Notice that $$ L(\beta) = \frac{1}{N} \sum_{i=1}^N h_i(M_i \beta) $$ where $h_i: \mathbb R^K \to \mathbb R$ is the function defined by $$ h_i(u) = \ell(y_i, S(u)). $$ The softmax function and the cross-entropy loss function are natural companions, and they are happy to be combined together into the function $h_i$. By the chain rule, $$ L'(\beta) = \frac{1}{N} \sum_{i=1}^N h_i'(M_i \beta) M_i. $$ If we use the convention that the gradient is a column vector, then we have $$ \nabla L(\beta) = L'(\beta)^T = \frac{1}{N} \sum_{i=1}^N M_i^T \nabla h_i(M_i \beta). $$ So, to compute $\nabla L(\beta)$, we only need to figure out how to evaluate $\nabla h_i(u)$. We are nearly done already.

Before we compute $\nabla h_i(u)$, let's first simplify $h_i(u)$ as much as possible. The components of the label vector $y_i \in \mathbb R^K$ will be denoted $y_{i1}, \ldots, y_{iK}$. Note that $y_{i1} + \cdots + y_{iK} = 1$. Doing some high school algebra and using some properties of logarithms, we find that \begin{align} h_i(u) &= \sum_{k=1}^K - y_{ik} \log\left(\frac{e^{u_k}}{e^{u_1} + \cdots + e^{u_K}}\right) \\ &= \sum_{k=1}^K -y_{ik} u_k + y_{ik} \log(e^{u_1} + \cdots + e^{u_K}) \\ &= -\langle y_i, u \rangle + \sum_{k=1}^K y_{ik} \underbrace{\log(e^{u_1} + \cdots + e^{u_K})}_{\text{common factor}} \\ &= - \langle y_i, u \rangle + \log(e^{u_1} + \cdots + e^{u_K})\underbrace{\sum_{k=1}^K y_{ik}}_1 \\ &= \underbrace{\log(e^{u_1} + \cdots + e^{u_K})}_{\text{LogSumExp function}} - \langle y_i, u \rangle. \end{align} Look how much $h_i(u)$ simplified! And look how beautiful it is that our old friend the LogSumExp function has appeared. This goes to show that the softmax function and the cross-entropy loss function are meant to be together. This is why PyTorch's loss function torch.nn.functional.cross_entropy takes "logits" as input. (In other words, PyTorch's cross_entropy loss function assumes that you have not yet applied the softmax function.)

Now we are ready to compute the gradient. It can be shown that the gradient of the LogSumExp function is the softmax function, which is a beautiful fact.
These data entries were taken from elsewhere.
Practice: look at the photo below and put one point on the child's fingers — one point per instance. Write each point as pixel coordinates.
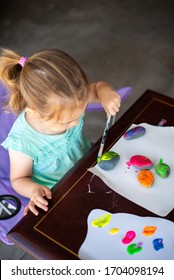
(31, 207)
(47, 193)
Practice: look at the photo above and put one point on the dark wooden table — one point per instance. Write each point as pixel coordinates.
(59, 233)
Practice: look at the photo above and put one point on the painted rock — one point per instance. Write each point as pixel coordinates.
(163, 169)
(134, 132)
(108, 160)
(146, 178)
(141, 162)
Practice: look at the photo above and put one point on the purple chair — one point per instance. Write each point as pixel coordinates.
(6, 122)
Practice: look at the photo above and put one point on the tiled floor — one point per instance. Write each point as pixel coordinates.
(124, 42)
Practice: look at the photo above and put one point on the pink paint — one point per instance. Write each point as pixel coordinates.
(130, 235)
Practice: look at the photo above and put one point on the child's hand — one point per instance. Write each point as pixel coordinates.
(105, 94)
(110, 101)
(37, 199)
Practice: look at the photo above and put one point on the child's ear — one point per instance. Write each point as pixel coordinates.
(32, 112)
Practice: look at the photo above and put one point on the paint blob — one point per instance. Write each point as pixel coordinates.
(133, 249)
(102, 221)
(130, 235)
(163, 169)
(108, 160)
(141, 162)
(158, 244)
(149, 230)
(134, 133)
(113, 231)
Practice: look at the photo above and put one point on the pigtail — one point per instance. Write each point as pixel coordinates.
(10, 72)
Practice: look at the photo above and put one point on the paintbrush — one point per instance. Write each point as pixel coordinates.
(107, 126)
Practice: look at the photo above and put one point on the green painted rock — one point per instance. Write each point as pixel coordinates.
(108, 160)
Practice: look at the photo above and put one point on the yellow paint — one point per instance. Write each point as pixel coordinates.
(102, 221)
(113, 230)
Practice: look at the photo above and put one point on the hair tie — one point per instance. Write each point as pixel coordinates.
(22, 61)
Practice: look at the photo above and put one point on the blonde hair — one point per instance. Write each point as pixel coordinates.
(48, 77)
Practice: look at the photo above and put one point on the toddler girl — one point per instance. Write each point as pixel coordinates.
(49, 91)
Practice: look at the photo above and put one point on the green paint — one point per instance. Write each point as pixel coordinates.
(163, 169)
(102, 221)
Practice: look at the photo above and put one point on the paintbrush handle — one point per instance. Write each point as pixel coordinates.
(104, 136)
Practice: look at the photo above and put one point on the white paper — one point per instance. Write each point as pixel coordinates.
(156, 143)
(99, 244)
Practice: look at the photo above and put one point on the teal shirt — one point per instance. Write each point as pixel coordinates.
(53, 155)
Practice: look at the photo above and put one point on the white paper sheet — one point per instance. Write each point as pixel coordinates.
(99, 244)
(156, 143)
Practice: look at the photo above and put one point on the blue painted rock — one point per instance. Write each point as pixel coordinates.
(134, 132)
(141, 162)
(108, 160)
(163, 169)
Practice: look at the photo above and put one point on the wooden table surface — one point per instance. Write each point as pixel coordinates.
(59, 233)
It follows that $$ \nabla h_i(u) = S(u) - y_i. $$ This is a beautiful and delightfully simple formula. Interpretation: If the predicted probability vector $S(u)$ agrees perfectly with the ground truth probability vector $y_i$, then $\nabla h_i(u)$ is zero, suggesting that no change to the value of $u$ is necessary.

Putting the above pieces together, we see that $$ \nabla L(\beta) = \frac{1}{N} \sum_{i=1}^N M_i^T (S(M_i \beta) - y_i). $$

We are now done with computing the gradient of $L$, but it's helpful to make one further observation. Let's look more closely at the $i$th term in the sum above, which we shall call $g_i$. The vector $\beta$ has block structure, since it is the concatenation of the vectors $\beta_1, \ldots, \beta_K$. Let $S_k$ be the $k$th component function of $S$. Notice that $$ g_i = M_i^T(S(M_i \beta) - y_i) = \underbrace{\begin{bmatrix} \hat x_i & & & \\ & \hat x_i & & \\ & & \ddots & \\ & & & \hat x_i \end{bmatrix}}_{K(d+1) \times K} \underbrace{\begin{bmatrix} S_1(M_i \beta) - y_{i1} \\ S_2(M_i \beta) - y_{i2} \\ \vdots \\ S_K(M_i \beta) - y_{iK}\end{bmatrix}}_{K \times 1}. $$ We can see that the $k$th block of $g_i$ is $(S_k(M_i \beta) - y_i) \hat x_i$. This is a very nice formula. Interpretation: If the predicted probability $S_k(M_i \beta)$ agrees perfectly with the ground truth probability $y_i$, then the $k$th block of $g_i$ is $0$, suggesting that no change needs to be made to $\beta_k$.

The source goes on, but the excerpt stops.